National wholesale broker and program manager One80 Intermediaries (One80) has created an exclusive policy, Pandemic Protector, providing non-damage business interruption insurance for loss of income due to an epidemic and/or pandemic outbreak. Underwritten in the Lloyd’s market, the policy is designed for all companies of all sizes – accessible for small to mid-sized businesses with lower limit offerings, yet also suitable for Fortune 500 companies with limits that go as high as $100 million. The policy will cover future outbreaks of both known and unknown diseases; however, needless to say, it will not respond to the current outbreak of COVID-19.

Bermuda and London-based insurer Convex is looking to launch coverage for one of the areas worst hit by the current crisis – event cancellation.

Lloyd’s Lab Fast-Tracks InsurTechs with Pandemic Products

Lloyd’s recently announced that it has reimagined and expanded the scope, process, and timing for new applicants to the Lloyd’s Lab innovation accelerator amid the coronavirus. Three teams were selected for its COVID-19-related Lloyd’s Lab program, which began in mid-July.

  • Metabiota: Focuses on quantifying and mitigating epidemic and pandemic risk by drawing on epidemiological analysis and a wide range of analytic tools to advance the science of modeling infectious disease outbreaks and estimating their socioeconomic effects.
  • Praedicat uses litigation data and science combined with technology to anticipate the next big liability catastrophe. Plans are to develop a suite of cross-line clash COVID-19 scenarios to assist the insurance market in identifying and tracking the emergence of COVID-19 liability risk.
  • Dialogue focuses on the Credit and Political Risk Insurance (CPRI) marketplace, and is developing an online platform between brokers and underwriters to create, submit, negotiate, and place complex CPRI transactions.

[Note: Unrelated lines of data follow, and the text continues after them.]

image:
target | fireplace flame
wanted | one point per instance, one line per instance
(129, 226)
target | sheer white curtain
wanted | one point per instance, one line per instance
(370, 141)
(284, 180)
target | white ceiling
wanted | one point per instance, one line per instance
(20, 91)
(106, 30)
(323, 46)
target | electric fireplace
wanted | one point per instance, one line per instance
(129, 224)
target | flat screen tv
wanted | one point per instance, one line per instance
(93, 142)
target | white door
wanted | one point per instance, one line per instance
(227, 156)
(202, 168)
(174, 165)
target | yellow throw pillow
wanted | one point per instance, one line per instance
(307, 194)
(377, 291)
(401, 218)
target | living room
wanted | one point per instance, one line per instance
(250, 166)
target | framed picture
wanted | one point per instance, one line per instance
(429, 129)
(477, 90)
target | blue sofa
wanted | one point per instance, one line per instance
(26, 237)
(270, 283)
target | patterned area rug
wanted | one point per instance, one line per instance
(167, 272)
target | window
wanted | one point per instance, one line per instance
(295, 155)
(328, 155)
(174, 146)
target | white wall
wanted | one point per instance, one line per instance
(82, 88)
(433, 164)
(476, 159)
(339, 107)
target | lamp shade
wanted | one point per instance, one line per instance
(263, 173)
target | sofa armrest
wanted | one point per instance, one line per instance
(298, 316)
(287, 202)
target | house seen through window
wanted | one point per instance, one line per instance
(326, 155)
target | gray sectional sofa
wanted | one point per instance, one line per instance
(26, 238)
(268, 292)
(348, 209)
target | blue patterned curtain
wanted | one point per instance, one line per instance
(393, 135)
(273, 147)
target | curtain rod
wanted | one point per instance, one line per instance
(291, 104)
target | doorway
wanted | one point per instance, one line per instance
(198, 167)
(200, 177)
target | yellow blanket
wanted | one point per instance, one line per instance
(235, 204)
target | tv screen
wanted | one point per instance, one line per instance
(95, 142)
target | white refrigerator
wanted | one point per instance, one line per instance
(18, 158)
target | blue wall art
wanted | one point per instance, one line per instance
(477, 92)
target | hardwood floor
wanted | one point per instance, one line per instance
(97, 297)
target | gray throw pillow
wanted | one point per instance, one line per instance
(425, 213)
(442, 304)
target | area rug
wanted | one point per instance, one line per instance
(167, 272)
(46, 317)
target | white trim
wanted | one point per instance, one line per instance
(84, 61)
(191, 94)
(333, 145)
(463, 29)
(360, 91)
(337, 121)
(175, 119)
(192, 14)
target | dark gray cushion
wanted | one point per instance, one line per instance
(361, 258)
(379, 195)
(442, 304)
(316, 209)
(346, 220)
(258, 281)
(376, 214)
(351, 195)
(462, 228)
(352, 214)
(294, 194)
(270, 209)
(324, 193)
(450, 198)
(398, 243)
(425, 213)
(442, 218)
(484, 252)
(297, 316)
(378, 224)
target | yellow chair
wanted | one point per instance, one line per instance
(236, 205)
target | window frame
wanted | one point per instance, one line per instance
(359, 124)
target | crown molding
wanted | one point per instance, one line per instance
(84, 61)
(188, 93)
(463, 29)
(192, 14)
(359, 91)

Dialogue has also created a centralized application to help brokers see underwriter availability, as working from home has become the new norm.

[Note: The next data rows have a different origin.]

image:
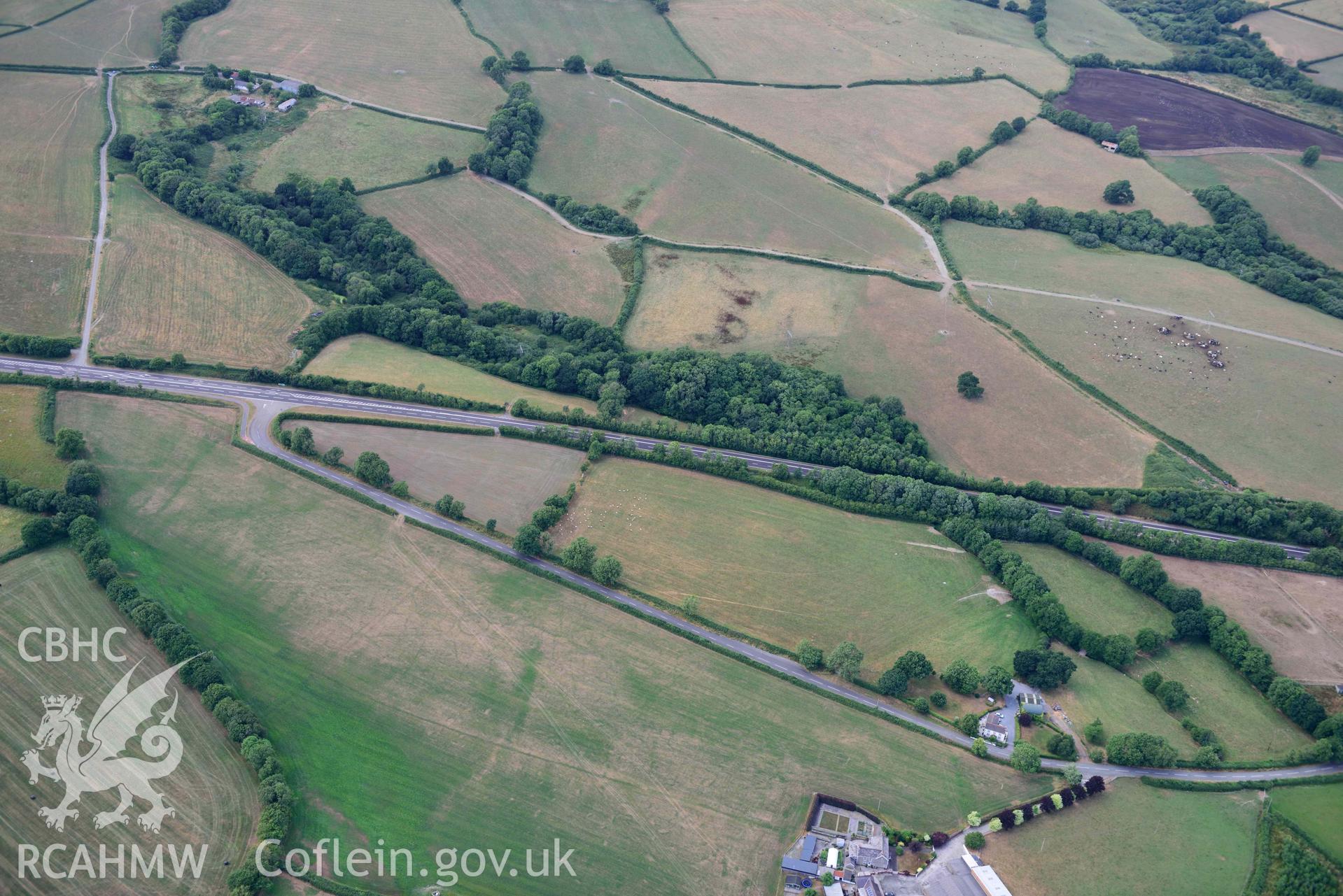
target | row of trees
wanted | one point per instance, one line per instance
(511, 138)
(1237, 242)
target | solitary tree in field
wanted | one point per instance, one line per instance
(69, 443)
(1119, 194)
(374, 470)
(1025, 758)
(967, 385)
(845, 660)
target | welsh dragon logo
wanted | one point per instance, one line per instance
(92, 761)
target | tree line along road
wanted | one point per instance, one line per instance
(261, 404)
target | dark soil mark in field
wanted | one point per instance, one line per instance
(1172, 115)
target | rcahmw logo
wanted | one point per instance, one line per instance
(112, 751)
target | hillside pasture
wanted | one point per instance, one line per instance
(1236, 415)
(785, 569)
(1214, 830)
(844, 41)
(418, 59)
(1316, 811)
(1050, 262)
(49, 181)
(878, 136)
(1078, 27)
(1221, 699)
(1061, 168)
(172, 285)
(370, 148)
(109, 34)
(23, 454)
(213, 792)
(501, 479)
(495, 246)
(1095, 599)
(1330, 11)
(149, 102)
(489, 703)
(1293, 38)
(1298, 618)
(1277, 185)
(629, 32)
(682, 180)
(890, 340)
(374, 360)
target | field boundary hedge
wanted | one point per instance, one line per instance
(383, 422)
(796, 259)
(746, 134)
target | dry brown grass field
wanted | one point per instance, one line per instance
(878, 136)
(367, 146)
(1298, 618)
(1061, 168)
(106, 34)
(887, 339)
(501, 479)
(172, 285)
(1293, 38)
(844, 41)
(418, 58)
(786, 569)
(682, 180)
(49, 181)
(491, 706)
(1328, 11)
(1259, 418)
(496, 246)
(213, 792)
(1040, 260)
(1277, 184)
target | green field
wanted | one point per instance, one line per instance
(23, 454)
(1135, 840)
(109, 34)
(49, 181)
(457, 225)
(629, 32)
(773, 567)
(171, 283)
(1225, 702)
(213, 792)
(1078, 27)
(1318, 811)
(682, 180)
(365, 357)
(367, 146)
(1061, 168)
(890, 131)
(447, 698)
(1277, 184)
(890, 340)
(843, 41)
(500, 479)
(421, 59)
(1095, 599)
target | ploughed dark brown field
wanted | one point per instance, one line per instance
(1172, 115)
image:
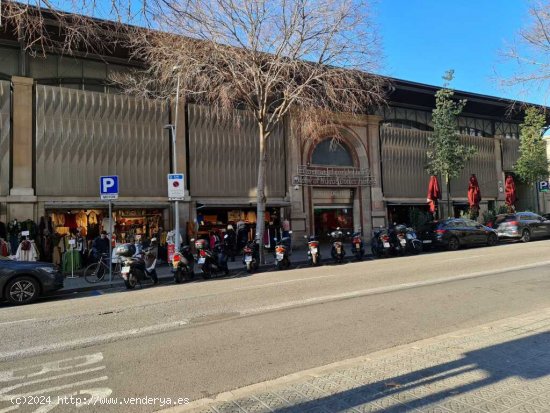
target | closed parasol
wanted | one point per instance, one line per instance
(474, 193)
(434, 193)
(510, 189)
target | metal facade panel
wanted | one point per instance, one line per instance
(5, 108)
(223, 155)
(510, 153)
(403, 162)
(81, 135)
(483, 164)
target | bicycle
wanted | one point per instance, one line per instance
(97, 271)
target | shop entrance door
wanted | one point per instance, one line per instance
(327, 219)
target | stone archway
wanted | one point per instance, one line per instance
(330, 200)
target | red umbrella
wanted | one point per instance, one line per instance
(434, 193)
(474, 194)
(510, 189)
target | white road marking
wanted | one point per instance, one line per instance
(158, 328)
(250, 287)
(385, 289)
(464, 258)
(89, 341)
(26, 320)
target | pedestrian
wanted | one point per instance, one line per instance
(100, 246)
(230, 239)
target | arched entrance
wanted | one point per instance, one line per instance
(337, 178)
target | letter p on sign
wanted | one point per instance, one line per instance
(108, 187)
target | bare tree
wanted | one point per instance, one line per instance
(531, 52)
(313, 57)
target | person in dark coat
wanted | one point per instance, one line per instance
(100, 246)
(230, 239)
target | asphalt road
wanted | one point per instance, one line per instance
(197, 340)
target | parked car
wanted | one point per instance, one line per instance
(23, 282)
(456, 232)
(522, 226)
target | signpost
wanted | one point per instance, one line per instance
(543, 186)
(108, 190)
(176, 193)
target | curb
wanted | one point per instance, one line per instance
(261, 269)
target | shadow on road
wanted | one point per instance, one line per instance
(527, 358)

Insurer-Government Partnership

The pandemic also provides the opportunity for insurers to work with governments to find innovative insurance products based on public-private partnerships and similar to some of the terrorism-related products that already exist. Chubb, for example, in early July released a plan proposing that insurers and the U.S. government work together to cover future business-interruption losses from pandemics amid the plethora of lawsuits arising from COVID-19. Chubb’s plan for businesses with fewer than 500 employees would provide assistance quickly, to help cover “their immediate cash needs.” A separate program for larger businesses would rely on a government reinsurance entity, and businesses would pay an “appropriate” price for the risk to both the government and insurers.

Farmers Insurance CEO Jeff Dailey in a statement to Bloomberg said that many insurers could help administer a program such as the one Chubb is proposing, though the government needs to be the primary backer.

The insurance industry is well-positioned to leverage its innovation, creativity, experience, and insights to develop new pandemic-related products and services to help keep businesses resilient in the face of adverse events. We look forward to providing you with updates on this front.